Stress And Sleep

Stress And Sleep

Stress And Sleep

If the body is exhausted from stress, why doesn’t it fall asleep?
Stress is the physical and emotional response to a threat of danger. It is a natural protective response. Stress hormones are activated to help the body fight the threat or run from the threat. Thousands of years ago this activation was to protect us from wild animals. The very act of fighting or fleeing helped to release the stress hormones. 

Fast forward to modern stress, and the picture looks very different.
Rather than being chased by sabre tooth tigers, modern day stress is harder to run away from. Modern stress comes in many forms, but common ones are excessive work hours, financial pressures, poor diets, loaded with sugar, caffeine and/or alcohol, sedentary lifestyle, poor sleep, relationship issues and loneliness. 

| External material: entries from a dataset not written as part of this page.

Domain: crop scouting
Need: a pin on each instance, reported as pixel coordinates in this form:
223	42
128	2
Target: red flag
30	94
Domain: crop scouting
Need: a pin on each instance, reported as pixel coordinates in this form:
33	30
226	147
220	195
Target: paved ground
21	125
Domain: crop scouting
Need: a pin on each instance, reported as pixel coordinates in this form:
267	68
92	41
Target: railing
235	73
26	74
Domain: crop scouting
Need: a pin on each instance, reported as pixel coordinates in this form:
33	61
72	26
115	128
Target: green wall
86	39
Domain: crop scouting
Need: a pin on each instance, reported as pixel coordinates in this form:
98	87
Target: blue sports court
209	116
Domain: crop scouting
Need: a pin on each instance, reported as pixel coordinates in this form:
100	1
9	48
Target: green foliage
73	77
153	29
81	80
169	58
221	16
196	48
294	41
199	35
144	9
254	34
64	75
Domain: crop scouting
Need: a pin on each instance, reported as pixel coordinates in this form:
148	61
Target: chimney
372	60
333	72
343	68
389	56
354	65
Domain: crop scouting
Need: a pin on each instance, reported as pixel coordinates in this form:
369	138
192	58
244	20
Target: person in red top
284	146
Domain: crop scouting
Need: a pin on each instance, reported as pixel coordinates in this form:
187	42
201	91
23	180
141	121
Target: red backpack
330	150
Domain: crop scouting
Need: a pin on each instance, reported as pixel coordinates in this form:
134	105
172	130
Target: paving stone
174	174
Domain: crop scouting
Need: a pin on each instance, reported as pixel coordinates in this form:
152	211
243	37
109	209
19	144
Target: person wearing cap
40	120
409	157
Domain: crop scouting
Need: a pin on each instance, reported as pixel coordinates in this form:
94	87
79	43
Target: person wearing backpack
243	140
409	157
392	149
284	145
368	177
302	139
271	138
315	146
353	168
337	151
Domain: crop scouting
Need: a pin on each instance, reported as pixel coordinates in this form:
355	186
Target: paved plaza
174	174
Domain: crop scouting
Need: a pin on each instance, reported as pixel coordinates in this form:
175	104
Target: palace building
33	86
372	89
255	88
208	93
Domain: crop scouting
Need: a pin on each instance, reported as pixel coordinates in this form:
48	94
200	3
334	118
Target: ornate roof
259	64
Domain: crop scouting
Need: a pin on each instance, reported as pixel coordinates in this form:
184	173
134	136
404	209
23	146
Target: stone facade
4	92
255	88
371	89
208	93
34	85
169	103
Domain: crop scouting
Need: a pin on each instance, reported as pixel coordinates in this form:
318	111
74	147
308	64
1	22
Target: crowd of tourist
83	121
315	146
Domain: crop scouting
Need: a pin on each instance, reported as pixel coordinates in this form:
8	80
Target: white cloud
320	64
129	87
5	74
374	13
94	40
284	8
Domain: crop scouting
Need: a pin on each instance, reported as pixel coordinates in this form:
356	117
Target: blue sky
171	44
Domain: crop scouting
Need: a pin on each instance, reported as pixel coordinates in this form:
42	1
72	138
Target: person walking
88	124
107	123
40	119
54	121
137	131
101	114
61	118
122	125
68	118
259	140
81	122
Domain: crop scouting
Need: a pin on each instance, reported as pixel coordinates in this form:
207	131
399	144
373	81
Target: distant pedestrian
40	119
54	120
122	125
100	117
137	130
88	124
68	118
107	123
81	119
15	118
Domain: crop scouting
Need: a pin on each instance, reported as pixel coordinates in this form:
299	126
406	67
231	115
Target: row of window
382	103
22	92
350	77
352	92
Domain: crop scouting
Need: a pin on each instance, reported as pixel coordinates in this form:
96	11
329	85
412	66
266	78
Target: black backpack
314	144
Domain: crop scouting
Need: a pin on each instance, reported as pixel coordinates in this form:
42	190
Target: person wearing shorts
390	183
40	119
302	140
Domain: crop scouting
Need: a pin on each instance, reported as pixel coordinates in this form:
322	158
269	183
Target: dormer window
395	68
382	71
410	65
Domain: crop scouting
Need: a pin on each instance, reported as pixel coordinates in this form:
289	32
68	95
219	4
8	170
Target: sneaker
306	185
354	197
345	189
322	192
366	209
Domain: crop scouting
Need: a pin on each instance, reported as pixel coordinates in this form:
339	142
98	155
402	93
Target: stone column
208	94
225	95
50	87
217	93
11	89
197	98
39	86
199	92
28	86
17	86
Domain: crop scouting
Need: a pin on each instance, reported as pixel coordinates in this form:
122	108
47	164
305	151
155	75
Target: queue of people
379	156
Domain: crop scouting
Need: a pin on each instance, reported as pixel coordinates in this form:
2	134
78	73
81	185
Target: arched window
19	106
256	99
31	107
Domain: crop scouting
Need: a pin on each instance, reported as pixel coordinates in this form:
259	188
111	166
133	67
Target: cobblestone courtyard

These modern day stresses, are harder to run from, and arguably harder to fight. They are more pervasive and intangible. What would happen if you started to punch up the bank teller or run away from your credit card debt? This would make the stress worse rather than better!

But there are things you can do to manage stress.

Change the way you look at things. Thinking errors or unhelpful thinking styles impact how we perceive stress and in turn whether it feels manageable or not. 


[Link to perceived stress lesson]

Apart from changing the way we think, you can change other things which are stressful on the body, such as eating too much sugar, drinking too much alcohol and consuming too much caffeine. 

These foods and drinks have an anti-nutrient like effect on the body, meaning that in order for the body to process them, it needs to use and lose a lot of nutrients. For example, eating high carbohydrate loaded foods, such as cakes, biscuits, chocolates and lollies leads to a loss of magnesium, zinc and vitamin C. Alcohol leads to magnesium, vitamin C and B vitamins loss and caffeine leads to vitamin C, magnesium and calcium loss. 

Eating a healthy diet, means you have less stress on the body, more nutrients for the brain to use to make the right chemicals for sleep and to help you be more energetic. 

The next thing you can do to help lower stress, is to move your body. The body has evolved to move daily and exercise stimulates a lot of anti-stress chemicals, lowers blood sugar levels and supports emotional health. 

Relaxation exercises, such as listening to peaceful music, dong breathing exercises every day and spending time in nature can help to lower stress chemicals, improve mood and release muscle tension. 

By doing things like this everyday, even though the source of the stress hasn’t changed,  the way you cope with it will. 

Releasing stress hormones, making counter balancing anti-stress chemicals and supporting the natural processes of the body will go a long way to helping you manage chronic stress and therefore improve sleep.